Crate sanitize_filename_reader_friendly

Source
Expand description

Converts strings in a file system friendly and human readable form.

The algorithm replaces or deletes characters from the input stream using various filters that are applied in the following sequential order:

  1. Replace all whitespace with space.
  2. Filter all control characters.
  3. REPLACE_ORIG_WITH_UNDERSCORE
  4. REPLACE_ORIG_WITH_SPACE
  5. FILTER_PROCESSED_AFTER_LAST_PROCESSED_WAS_SPACE
  6. FILTER_PROCESSED_AFTER_LAST_PROCESSED_WAS_UNDERSCORE
  7. FILTER_ORIG_AFTER_LAST_PROCESSED_WAS_WHITESPACE
  8. FILTER_ORIG_NON_PRINTING_CHARS
  9. TRIM_LINE_CHARS
  10. INSERT_LINE_SEPARATOR
  11. TRIM_END_LINES

For details see the definition and documentation of the above (private) constants.

§Rationale

Exclude NTFS critical characters: <>:"\/|?*
https://msdn.microsoft.com/en-us/library/windows/desktop/aa365247%28v=vs.85%29.aspx

These are considered unsafe in URLs: <>#%{}|\^~[] `
https://perishablepress.com/stop-using-unsafe-characters-in-urls/

New in version 2.0.0: Do not exclude restricted in FAT32: +,;=[]
https://en.wikipedia.org/wiki/Filename#Reserved_characters_and_words

use sanitize_filename_reader_friendly::sanitize;
let output = sanitize("Read: http://blog.getreu.net/projects/tp-note/");
assert_eq!(output, "Read_ http_blog.getreu.net_projects_tp-note");

The output string’s length is guaranteed to be shorter or equal than the input string’s length.

Constants§

  • A set of characters that is always replaced or filtered and will never appear in the output stream.

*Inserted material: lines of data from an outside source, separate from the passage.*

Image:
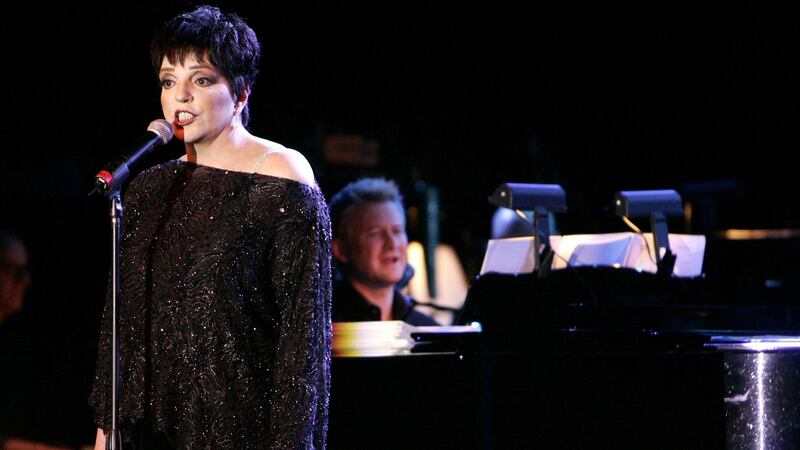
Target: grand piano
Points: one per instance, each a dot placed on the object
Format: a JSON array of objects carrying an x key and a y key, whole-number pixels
[{"x": 590, "y": 357}]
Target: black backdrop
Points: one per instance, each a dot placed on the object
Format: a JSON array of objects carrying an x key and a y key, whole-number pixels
[{"x": 461, "y": 96}]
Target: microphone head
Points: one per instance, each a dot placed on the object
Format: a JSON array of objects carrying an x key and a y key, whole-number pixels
[{"x": 162, "y": 128}]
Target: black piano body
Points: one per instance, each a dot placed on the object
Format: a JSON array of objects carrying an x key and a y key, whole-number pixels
[{"x": 583, "y": 358}]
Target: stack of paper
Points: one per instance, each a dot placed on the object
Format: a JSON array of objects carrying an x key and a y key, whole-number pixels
[{"x": 376, "y": 338}]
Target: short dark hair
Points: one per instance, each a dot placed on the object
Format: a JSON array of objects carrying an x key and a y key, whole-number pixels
[
  {"x": 374, "y": 190},
  {"x": 225, "y": 40}
]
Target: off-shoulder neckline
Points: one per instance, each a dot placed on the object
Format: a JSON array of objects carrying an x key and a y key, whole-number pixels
[{"x": 246, "y": 174}]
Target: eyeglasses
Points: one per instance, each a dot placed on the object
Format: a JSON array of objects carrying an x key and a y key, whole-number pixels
[{"x": 18, "y": 271}]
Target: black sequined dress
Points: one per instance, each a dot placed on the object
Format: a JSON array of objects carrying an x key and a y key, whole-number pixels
[{"x": 225, "y": 321}]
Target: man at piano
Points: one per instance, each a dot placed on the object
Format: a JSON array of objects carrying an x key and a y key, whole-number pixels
[{"x": 369, "y": 249}]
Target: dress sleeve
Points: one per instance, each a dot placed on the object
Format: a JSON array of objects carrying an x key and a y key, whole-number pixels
[
  {"x": 100, "y": 396},
  {"x": 301, "y": 277}
]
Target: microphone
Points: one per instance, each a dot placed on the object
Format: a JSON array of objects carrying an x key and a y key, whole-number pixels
[{"x": 116, "y": 172}]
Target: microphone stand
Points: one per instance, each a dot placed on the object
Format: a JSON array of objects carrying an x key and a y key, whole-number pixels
[{"x": 113, "y": 438}]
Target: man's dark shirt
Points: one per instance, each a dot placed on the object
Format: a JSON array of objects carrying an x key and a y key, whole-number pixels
[{"x": 350, "y": 306}]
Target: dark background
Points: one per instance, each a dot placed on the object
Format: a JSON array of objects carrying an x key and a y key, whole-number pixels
[{"x": 459, "y": 96}]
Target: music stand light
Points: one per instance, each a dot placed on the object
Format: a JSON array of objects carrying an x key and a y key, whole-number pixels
[
  {"x": 656, "y": 204},
  {"x": 539, "y": 198}
]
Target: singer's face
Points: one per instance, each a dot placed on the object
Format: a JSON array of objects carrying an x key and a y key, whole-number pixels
[
  {"x": 375, "y": 243},
  {"x": 196, "y": 98},
  {"x": 14, "y": 279}
]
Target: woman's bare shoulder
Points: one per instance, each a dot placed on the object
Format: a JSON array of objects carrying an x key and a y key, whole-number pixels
[{"x": 280, "y": 161}]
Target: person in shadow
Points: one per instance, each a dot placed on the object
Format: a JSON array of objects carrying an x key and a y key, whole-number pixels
[
  {"x": 369, "y": 249},
  {"x": 20, "y": 405}
]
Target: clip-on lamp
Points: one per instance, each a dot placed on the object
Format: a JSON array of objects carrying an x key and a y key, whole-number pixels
[
  {"x": 541, "y": 199},
  {"x": 657, "y": 204}
]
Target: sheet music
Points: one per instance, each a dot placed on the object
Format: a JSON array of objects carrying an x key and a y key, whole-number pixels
[{"x": 625, "y": 249}]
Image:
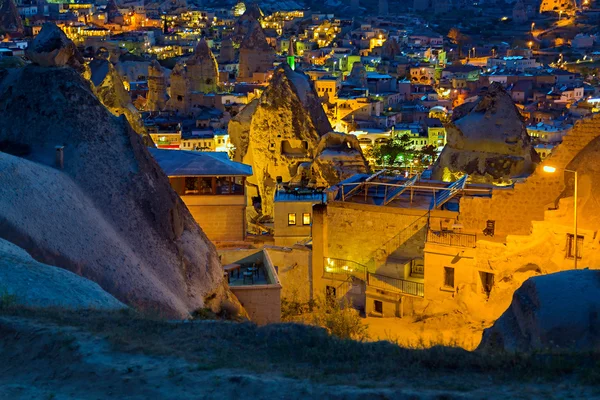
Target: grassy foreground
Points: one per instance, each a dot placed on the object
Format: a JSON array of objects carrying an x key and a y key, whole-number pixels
[{"x": 307, "y": 353}]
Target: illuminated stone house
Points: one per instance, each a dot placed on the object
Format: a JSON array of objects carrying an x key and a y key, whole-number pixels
[
  {"x": 212, "y": 187},
  {"x": 397, "y": 257},
  {"x": 292, "y": 216}
]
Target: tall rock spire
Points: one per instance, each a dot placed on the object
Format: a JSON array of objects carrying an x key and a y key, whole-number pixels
[
  {"x": 10, "y": 20},
  {"x": 202, "y": 69}
]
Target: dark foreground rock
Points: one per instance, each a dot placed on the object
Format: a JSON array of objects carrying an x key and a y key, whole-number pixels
[
  {"x": 556, "y": 311},
  {"x": 109, "y": 214}
]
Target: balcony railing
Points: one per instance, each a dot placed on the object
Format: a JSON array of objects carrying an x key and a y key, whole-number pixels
[
  {"x": 452, "y": 238},
  {"x": 345, "y": 267},
  {"x": 396, "y": 285}
]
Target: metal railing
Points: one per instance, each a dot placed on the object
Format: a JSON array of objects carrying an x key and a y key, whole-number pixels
[
  {"x": 452, "y": 238},
  {"x": 347, "y": 268},
  {"x": 399, "y": 239},
  {"x": 396, "y": 285},
  {"x": 344, "y": 267}
]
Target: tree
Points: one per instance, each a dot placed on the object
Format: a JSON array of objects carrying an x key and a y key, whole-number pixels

Please note that additionally to the above : all is_whitespace() characters are always replaced by space and all is_control() characters are always filtered.
  • An unordered list of all characters that are potentially replaced under certain conditions. Please note that additionally to the above : all is_whitespace() characters are always replaced by space and all is_control() characters are always filtered.
  • Group characters into lines (separated by newlines) and trim both sides of all lines by the set of the quoted characters. In addition to the listed characters whitespace is trimmed too. As the filter operates line by line, it guarantees, that none of the listed characters can appear at the beginning or the at end of the output string.

Functions§

  • Converts strings in a file system friendly and human readable form.